Auf der Teilnehmerliste der Tour seien außerdem zu wenige bedeutende überregionale Medien vertreten, monierte die Botschaft. Die Kommunikationsabteilung lege »großen Wert auf diese Pressereise« und erwarte »eine qualitativ hochwertige Berichterstattung über die Erlebnisse und Erkenntnisse während der Termine in der Türkei«. Für den ÖJC ist das »politische Einflussnahme auf Auswahl und Inhalte« seiner Themensetzung sowie seiner Pressereisen.

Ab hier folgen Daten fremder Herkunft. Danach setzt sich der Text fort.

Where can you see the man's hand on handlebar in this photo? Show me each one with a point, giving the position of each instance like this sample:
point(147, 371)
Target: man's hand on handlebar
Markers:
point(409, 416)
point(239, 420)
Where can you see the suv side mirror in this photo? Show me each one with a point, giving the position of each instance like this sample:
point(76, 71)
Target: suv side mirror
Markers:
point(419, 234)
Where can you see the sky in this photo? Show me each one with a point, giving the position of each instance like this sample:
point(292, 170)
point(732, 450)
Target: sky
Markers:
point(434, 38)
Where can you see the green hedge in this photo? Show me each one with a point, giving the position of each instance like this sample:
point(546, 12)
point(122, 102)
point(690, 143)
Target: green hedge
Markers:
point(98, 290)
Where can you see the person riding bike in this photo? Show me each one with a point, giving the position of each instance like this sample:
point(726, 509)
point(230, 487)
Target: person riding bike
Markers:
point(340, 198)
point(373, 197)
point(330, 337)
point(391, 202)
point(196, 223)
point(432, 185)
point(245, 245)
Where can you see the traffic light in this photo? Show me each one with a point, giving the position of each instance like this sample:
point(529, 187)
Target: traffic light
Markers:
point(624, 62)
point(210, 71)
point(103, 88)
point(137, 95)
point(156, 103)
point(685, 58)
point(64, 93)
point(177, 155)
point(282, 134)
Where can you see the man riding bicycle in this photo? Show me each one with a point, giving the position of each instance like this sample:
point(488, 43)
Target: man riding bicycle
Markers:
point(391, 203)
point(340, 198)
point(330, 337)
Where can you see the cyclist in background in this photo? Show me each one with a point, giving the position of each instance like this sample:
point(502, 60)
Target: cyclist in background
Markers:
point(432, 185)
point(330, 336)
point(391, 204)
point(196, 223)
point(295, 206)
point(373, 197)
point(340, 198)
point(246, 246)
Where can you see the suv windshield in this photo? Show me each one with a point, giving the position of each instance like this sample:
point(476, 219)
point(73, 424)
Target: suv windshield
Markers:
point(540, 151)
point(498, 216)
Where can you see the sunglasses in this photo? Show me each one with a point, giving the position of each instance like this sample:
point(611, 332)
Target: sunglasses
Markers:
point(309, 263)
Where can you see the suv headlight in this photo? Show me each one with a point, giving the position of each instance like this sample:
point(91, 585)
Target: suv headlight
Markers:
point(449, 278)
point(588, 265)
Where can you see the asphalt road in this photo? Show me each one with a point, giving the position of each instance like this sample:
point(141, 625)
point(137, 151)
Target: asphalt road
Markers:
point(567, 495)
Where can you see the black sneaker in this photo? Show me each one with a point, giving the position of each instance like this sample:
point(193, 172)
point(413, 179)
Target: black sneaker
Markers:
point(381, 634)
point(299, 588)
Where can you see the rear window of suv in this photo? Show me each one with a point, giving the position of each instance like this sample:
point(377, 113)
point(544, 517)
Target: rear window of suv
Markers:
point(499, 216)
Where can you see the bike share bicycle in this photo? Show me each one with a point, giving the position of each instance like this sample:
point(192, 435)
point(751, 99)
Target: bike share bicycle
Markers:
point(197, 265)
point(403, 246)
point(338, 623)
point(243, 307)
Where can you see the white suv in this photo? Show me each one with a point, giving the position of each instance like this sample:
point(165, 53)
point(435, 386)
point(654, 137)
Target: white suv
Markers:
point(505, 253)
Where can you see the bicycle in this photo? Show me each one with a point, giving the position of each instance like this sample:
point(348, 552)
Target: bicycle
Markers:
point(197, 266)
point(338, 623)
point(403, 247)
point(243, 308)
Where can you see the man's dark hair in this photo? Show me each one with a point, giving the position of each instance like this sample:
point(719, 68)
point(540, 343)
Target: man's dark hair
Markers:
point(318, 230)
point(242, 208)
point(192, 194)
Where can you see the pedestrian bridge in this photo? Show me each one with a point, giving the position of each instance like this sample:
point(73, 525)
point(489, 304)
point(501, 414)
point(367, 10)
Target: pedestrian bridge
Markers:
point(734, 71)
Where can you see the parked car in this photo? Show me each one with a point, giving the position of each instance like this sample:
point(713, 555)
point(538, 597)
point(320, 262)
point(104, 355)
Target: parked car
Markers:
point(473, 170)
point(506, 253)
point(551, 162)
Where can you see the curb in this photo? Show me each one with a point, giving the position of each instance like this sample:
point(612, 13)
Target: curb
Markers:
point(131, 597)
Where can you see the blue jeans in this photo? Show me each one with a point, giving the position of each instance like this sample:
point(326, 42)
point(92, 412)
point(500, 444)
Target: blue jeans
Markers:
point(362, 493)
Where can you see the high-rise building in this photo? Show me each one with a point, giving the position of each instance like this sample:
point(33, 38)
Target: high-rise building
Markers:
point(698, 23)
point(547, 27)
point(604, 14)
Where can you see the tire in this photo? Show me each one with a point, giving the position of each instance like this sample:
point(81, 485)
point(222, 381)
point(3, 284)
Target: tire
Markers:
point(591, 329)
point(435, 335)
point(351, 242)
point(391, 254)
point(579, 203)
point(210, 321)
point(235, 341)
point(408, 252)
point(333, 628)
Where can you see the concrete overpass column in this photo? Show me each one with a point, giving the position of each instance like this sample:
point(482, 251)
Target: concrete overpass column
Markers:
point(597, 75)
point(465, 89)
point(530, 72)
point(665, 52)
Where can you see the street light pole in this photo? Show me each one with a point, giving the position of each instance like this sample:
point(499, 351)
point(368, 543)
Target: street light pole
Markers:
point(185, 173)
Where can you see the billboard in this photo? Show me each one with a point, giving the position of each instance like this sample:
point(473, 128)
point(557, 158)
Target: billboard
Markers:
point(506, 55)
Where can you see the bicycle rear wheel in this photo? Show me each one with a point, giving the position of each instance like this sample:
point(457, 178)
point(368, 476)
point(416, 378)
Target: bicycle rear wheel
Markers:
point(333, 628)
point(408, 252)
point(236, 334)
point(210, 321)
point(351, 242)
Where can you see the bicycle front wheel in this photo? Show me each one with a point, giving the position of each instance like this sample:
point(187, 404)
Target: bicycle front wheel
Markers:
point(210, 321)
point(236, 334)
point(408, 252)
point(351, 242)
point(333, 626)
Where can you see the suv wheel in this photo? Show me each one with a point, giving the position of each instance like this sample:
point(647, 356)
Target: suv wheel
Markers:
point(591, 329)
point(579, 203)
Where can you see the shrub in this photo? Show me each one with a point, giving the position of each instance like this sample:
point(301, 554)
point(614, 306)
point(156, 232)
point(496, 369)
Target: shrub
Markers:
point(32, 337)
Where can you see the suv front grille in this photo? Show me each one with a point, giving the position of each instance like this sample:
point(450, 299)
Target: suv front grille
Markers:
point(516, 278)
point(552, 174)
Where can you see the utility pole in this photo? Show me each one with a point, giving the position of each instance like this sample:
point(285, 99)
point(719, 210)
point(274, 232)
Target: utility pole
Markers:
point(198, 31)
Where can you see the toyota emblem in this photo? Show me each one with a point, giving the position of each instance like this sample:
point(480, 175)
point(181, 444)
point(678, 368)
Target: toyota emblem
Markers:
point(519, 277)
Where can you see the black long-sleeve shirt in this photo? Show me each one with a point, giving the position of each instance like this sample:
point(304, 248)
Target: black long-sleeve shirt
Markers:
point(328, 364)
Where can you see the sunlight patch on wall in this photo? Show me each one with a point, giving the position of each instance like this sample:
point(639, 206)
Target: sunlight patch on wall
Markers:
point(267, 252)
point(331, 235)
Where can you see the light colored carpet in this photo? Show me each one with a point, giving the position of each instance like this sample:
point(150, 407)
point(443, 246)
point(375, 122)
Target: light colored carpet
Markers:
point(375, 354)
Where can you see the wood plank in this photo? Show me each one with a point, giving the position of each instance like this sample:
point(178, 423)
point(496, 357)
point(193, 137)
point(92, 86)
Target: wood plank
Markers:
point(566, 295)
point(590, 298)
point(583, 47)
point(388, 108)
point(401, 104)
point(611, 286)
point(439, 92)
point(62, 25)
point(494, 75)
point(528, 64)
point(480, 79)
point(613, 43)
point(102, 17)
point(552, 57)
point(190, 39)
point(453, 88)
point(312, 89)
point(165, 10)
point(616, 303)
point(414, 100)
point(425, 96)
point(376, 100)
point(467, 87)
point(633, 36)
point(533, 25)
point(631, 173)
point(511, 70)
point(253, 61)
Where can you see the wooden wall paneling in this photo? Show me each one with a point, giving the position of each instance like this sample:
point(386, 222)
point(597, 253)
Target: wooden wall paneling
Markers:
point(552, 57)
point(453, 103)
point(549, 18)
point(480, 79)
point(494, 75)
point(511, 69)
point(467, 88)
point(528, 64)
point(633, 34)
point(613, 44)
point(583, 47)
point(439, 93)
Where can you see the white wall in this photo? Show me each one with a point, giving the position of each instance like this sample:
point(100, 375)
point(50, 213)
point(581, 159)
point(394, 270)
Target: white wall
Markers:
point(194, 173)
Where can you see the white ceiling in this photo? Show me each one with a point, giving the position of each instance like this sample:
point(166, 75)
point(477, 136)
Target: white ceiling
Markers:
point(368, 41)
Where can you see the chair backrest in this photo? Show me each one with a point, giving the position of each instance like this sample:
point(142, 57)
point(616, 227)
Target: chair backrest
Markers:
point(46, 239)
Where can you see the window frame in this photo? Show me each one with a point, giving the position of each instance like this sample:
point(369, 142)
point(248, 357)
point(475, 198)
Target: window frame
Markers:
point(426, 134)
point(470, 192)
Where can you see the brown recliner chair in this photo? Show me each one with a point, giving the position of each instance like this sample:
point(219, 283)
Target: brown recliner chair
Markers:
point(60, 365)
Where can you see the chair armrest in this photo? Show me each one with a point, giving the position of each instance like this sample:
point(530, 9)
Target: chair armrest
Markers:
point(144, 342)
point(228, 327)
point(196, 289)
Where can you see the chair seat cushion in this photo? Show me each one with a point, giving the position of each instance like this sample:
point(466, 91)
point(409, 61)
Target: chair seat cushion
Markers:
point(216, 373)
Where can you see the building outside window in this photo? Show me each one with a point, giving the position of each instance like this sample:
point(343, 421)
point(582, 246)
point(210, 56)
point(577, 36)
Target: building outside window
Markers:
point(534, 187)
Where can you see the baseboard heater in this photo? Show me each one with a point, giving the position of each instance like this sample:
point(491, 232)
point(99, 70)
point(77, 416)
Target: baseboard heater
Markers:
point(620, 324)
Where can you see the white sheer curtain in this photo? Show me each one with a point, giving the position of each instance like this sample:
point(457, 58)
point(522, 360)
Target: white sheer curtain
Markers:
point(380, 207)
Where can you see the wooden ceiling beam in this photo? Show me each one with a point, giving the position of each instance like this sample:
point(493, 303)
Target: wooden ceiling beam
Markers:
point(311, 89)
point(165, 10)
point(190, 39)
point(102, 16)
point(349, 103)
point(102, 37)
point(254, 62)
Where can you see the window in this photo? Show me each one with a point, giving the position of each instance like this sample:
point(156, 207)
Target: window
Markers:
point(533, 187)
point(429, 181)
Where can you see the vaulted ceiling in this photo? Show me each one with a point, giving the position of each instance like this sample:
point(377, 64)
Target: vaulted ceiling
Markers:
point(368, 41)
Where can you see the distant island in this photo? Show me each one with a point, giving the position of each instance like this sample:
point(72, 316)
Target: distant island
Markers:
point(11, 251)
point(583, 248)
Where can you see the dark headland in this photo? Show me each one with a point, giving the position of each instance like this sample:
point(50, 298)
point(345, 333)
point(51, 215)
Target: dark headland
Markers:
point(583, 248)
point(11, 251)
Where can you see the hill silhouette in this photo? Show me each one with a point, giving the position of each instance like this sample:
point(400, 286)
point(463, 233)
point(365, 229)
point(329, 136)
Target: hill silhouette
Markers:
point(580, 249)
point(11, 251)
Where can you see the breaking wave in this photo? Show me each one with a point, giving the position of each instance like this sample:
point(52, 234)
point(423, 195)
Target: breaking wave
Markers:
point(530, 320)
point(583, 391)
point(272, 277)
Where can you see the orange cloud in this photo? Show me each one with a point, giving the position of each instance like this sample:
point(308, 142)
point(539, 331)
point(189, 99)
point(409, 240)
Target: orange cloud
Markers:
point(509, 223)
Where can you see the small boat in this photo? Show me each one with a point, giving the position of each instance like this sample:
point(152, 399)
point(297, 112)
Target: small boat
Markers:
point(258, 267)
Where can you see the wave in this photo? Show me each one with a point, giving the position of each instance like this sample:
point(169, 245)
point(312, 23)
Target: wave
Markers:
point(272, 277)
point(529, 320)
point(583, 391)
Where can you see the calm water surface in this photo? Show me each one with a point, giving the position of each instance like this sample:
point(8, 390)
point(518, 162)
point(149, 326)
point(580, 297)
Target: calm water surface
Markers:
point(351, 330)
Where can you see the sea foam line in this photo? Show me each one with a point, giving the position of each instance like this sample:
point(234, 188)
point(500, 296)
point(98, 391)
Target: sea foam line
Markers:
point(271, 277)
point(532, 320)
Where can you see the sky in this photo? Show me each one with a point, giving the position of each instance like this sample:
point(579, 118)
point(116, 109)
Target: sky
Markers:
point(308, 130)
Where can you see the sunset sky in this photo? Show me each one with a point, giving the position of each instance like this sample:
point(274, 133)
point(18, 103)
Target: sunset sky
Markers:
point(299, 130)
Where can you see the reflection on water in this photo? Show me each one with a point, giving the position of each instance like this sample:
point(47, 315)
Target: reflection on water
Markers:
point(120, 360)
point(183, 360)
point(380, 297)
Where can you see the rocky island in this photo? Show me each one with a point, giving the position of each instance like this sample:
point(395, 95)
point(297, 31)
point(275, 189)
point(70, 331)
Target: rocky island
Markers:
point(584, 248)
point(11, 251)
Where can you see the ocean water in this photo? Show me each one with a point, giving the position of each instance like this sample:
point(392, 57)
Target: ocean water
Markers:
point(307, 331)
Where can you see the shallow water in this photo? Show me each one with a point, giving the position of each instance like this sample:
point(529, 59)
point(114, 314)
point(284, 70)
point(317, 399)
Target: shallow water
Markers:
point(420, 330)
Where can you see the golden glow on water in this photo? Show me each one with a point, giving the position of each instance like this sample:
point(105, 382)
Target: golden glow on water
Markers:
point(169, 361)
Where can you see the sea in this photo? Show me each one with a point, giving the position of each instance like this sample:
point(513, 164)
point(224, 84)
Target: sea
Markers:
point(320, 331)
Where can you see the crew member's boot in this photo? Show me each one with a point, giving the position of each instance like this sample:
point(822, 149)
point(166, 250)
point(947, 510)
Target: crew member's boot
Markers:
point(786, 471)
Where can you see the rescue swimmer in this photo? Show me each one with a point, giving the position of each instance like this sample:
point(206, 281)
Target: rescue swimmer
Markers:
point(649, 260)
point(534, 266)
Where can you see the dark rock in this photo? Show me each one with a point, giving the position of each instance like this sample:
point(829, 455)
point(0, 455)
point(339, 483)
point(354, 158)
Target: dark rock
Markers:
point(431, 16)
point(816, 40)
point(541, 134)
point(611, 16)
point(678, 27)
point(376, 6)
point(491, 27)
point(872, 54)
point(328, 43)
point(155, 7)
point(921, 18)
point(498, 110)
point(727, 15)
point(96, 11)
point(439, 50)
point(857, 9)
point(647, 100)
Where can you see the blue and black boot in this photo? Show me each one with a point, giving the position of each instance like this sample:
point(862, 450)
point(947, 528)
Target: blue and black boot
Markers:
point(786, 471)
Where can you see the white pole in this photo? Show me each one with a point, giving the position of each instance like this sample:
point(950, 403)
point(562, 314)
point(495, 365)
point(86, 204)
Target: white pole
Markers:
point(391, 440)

Der Club wies die Erklärung »auf das entschiedenste« zurück.
Es sei »dreist, nicht genehme Journalisten auszuwählen und auch noch Art und Weise des Mediums und der Berichterstattung vorzuschreiben«. Dieses Vorgehen entlarve »den Zustand der Medien und der ›freien‹ Berichterstattung in der heutigen Türkei«. Aus all diesen Gründen habe der Vorstand des ÖJC veranlasst, »diese mit der türkischen Botschaft lange geplante Pressereise abzusagen«. ÖJC-Präsident Christian Stöger wertete das Ansinnen der türkischen Botschaft per Mitteilung »als unzulässige Einflussnahme und als Angriff auf die Pressefreiheit«.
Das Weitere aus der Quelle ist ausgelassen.